Jointly developed by OMODA & JAECOO and the professional AiMOGA technical team, the robotic product lineup covers humanoid robots, quadruped robots and core intelligent patrol robots. Drawing on the brand’s mature intelligent vehicle underlying technologies in perception, planning and control, the equipment retains high operational stability. It can well adapt to daily road conditions and climatic environments, independently completing core practical tasks such as real-time traffic guidance, illegal parking identification and fixed-route auxiliary patrols, effectively assisting local frontline staff and optimizing urban refined management efficiency.

Chery Group pointed out that intelligent vehicles and robots share core technological homology, and the batch signing and delivery officially means AiMOGA enters the stage of large-scale standardized commercialization.

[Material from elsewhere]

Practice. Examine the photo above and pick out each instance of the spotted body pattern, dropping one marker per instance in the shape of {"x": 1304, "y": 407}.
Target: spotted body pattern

The products have been iteratively optimized in more than 100 real scenarios across 50 countries including Malaysia, with reliable performance that meets local application standards. Relying on supporting facilities such as university talent cooperation projects, 31 innovation laboratories and a special robot leasing platform launched at the conference, OMODA & JAECOO will steadily improve local supporting service capabilities. The brand will rely on its global channel advantages to accelerate the localized landing of embodied intelligent equipment, pragmatically empower the steady development of smart urban governance industry, and jointly build a complete regional intelligent service ecology with local partners.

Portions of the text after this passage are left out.